N-glycans that are fluorescently tagged by glycosylamine acylation have become a promising way for glycan biomarker discovery. Here, we describe a simple and rapid method using Fmoc N-hydroxysuccinimide ester (Fmoc-OSu) to label N-glycans by reacting with their corresponding intermediate glycosylamines produced by microwave-assisted deglycosylation. After optimizing reaction conditions, this derivatization reaction can be effectively achieved under 40 °C for 1 h. Moreover, the comparison of fluorescent intensities for Fmoc-OSu, Fmoc-Cl and 2-AA labeling strategies were also performed. Among which, the fluorescent intensities of Fmoc-OSu labeled glycan derivatives were approximately 5 and 13 times higher than that labeled by Fmoc-Cl and 2-AA respectively. Furthermore, the developed derivatization strategy has also been applied for analyzing serum N-glycans, aiming to screen specific biomarkers for early diagnosis of lung squamous cell cancer. More interestingly, the preparation of free reducing N-glycan standards have been achieved by the combination of HPLC fraction of Fmoc labeled glycan derivatives and Fmoc releasing chemistry. Overall, this proposed method has the potential to be used in functional glycomic study.

3. Improved detection of β-N-methylamino-L-alanine using N-hydroxysuccinimide ester of N-butylnicotinic acid for the localization of BMAA in blue mussels (Mytilus edulis)

Rudolf Andrýs, Javier Zurita, Nadezda Zguna, Klaas Verschueren, Wim M De Borggraeve, Leopold L Ilag Anal Bioanal Chem. 2015 May;407(13):3743-50. doi: 10.1007/s00216-015-8597-2. Epub 2015 Mar 28.

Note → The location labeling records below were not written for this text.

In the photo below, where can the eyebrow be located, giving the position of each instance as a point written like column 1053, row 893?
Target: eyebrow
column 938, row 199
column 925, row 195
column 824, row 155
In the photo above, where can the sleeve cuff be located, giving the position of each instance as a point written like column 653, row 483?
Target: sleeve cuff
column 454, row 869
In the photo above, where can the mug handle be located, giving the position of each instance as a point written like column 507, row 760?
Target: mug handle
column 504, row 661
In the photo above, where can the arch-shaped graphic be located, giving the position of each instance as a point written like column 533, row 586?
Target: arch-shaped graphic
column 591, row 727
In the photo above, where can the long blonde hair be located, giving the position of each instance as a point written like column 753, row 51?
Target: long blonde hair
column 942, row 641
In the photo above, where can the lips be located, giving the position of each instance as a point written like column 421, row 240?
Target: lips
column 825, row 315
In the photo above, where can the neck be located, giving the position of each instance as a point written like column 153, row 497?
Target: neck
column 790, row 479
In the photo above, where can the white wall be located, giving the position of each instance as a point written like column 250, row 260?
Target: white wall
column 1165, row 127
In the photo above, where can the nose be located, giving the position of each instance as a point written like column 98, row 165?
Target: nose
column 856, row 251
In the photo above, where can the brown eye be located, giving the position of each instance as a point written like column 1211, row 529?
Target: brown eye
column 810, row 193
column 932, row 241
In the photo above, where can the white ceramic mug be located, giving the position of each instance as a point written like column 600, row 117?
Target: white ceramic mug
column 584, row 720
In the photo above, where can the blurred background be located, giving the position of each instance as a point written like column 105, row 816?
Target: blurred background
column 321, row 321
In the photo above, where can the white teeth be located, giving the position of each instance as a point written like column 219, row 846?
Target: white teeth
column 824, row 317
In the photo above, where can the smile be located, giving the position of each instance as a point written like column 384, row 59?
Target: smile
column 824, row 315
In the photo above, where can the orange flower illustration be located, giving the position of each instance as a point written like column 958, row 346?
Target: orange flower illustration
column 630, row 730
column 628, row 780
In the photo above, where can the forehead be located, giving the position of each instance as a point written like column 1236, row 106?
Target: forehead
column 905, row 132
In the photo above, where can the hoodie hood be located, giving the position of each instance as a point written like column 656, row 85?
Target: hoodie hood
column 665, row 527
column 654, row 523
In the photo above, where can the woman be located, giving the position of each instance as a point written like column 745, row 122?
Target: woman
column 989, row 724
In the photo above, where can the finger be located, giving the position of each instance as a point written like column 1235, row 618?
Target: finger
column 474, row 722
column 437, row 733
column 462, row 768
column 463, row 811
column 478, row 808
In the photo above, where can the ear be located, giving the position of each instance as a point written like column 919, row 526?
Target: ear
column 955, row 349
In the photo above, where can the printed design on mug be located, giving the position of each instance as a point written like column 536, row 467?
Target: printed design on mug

β-N-Methylamino-L-alanine (BMAA) is an important non-protein amino acid linked to neurodegenerative diseases, specifically amyotrophic lateral sclerosis (ALS). Because it can be transferred and bioaccumulated higher up the food chain, it poses significant public health concerns; thus, improved detection methods are of prime importance for the identification and management of these toxins. Here, we report the successful use of N-hydroxysuccinimide ester of N-butylnicotinic acid (C4-NA-NHS) for the efficient separation of BMAA from its isomers and higher sensitivity in detecting BMAA compared to the current method of choice using 6-aminoquinolyl-N-hydroxysuccinimidyl carbamate (AQC) derivatization. Implementation of this efficient method allowed localization of BMAA in the non-visceral tissues of blue mussels, suggesting that more efficient depuration may be required to remove this toxin prior to consumption. This is a crucial method in establishing the absence or presence of the neurotoxic amino acid BMAA in food, environmental or biomedical samples.